Je m’appelle Loman-Pierre CHARRIER et je suis doctorant en histoire contemporaine. Après un master recherche et l’obtention du master Mondes contemporains à l’UCA, j’ai entrepris une thèse portant sur les ouvriers de l’usine de Sept-Fons. Dans la continuité de mon travail de master, mes recherches visent à comprendre la manière dont ces ouvriers vivent le travail au quotidien.

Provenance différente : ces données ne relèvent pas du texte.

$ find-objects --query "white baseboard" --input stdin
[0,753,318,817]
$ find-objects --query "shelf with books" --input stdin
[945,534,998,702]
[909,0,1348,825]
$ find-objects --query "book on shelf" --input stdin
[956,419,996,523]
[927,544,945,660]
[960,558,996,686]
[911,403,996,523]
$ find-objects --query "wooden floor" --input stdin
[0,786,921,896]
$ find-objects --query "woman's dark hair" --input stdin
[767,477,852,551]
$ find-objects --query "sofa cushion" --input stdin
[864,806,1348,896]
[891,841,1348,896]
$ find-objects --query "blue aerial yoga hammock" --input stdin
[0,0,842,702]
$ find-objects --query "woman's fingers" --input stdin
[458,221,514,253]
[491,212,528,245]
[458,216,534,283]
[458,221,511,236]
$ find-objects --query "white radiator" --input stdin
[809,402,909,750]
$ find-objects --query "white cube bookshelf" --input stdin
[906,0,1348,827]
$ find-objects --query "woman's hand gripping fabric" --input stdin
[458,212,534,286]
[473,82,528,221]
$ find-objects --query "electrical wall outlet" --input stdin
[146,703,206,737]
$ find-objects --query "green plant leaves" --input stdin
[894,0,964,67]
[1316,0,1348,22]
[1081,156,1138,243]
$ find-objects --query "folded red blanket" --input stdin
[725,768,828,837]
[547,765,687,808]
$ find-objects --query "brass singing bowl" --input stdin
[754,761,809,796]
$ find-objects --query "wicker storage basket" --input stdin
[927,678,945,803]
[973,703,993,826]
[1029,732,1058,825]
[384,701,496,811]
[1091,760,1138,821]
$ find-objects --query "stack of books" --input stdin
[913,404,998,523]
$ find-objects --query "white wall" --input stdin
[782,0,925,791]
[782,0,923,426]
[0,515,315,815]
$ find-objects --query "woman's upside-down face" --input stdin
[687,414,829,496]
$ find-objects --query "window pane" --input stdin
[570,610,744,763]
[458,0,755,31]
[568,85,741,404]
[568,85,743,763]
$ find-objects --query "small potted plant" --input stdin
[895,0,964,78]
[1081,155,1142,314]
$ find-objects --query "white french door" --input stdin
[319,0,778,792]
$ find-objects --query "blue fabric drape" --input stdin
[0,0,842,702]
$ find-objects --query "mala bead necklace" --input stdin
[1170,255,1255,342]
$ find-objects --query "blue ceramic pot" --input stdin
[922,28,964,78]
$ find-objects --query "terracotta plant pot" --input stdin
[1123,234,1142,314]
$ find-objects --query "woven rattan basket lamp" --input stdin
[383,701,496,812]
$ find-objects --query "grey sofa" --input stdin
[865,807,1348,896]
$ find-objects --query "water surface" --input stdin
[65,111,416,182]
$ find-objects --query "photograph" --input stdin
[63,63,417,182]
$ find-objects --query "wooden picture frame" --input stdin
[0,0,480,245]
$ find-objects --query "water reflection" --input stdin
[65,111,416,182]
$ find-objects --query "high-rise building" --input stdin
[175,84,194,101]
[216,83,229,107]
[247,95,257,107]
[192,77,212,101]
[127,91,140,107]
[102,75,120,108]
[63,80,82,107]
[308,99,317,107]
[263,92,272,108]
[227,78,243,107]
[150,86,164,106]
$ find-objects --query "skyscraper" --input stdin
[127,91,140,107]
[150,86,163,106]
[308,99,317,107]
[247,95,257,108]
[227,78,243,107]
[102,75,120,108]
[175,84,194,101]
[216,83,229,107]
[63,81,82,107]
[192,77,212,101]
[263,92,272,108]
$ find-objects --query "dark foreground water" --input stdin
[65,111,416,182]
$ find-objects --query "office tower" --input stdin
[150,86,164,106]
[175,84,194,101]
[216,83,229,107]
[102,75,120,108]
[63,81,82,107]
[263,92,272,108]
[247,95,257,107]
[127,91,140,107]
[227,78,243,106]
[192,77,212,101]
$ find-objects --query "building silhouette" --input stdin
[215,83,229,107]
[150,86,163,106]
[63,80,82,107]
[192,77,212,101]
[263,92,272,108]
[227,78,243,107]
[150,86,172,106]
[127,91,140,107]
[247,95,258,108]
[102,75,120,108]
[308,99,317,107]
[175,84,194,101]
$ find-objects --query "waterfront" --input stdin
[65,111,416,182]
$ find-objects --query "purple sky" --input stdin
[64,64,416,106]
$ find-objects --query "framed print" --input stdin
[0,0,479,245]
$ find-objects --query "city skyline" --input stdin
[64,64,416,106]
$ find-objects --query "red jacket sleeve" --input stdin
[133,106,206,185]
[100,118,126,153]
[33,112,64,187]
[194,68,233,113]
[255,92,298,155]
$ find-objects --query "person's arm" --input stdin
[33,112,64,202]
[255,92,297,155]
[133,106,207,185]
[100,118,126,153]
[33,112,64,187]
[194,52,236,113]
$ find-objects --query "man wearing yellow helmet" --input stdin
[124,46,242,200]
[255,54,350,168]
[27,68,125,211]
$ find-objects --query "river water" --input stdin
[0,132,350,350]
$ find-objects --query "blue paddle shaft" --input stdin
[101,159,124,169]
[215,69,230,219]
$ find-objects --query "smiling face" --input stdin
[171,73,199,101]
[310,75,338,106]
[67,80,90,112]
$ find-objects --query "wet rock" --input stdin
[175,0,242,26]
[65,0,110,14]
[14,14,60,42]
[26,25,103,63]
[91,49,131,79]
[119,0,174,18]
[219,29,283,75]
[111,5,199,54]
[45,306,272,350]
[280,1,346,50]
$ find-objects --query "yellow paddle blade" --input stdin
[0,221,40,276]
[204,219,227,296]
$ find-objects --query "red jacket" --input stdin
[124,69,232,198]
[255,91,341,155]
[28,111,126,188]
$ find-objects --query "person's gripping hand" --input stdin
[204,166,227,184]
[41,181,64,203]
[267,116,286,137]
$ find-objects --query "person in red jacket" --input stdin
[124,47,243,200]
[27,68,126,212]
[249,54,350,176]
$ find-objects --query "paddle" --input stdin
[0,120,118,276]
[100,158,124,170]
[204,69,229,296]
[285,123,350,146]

Je cherche également à expliquer pourquoi aucun mouvement social d’ampleur n’a émergé dans cette usine depuis la fin des années 1950, alors même que le territoire s’inscrit plutôt dans une tradition politique de gauche. 

Énoncé du projet 

Histoire d’une « immobilisation » ouvrière : l’exemple de la fonderie de Sept-Fons, une usine en milieu rural (1921 – années 2000) 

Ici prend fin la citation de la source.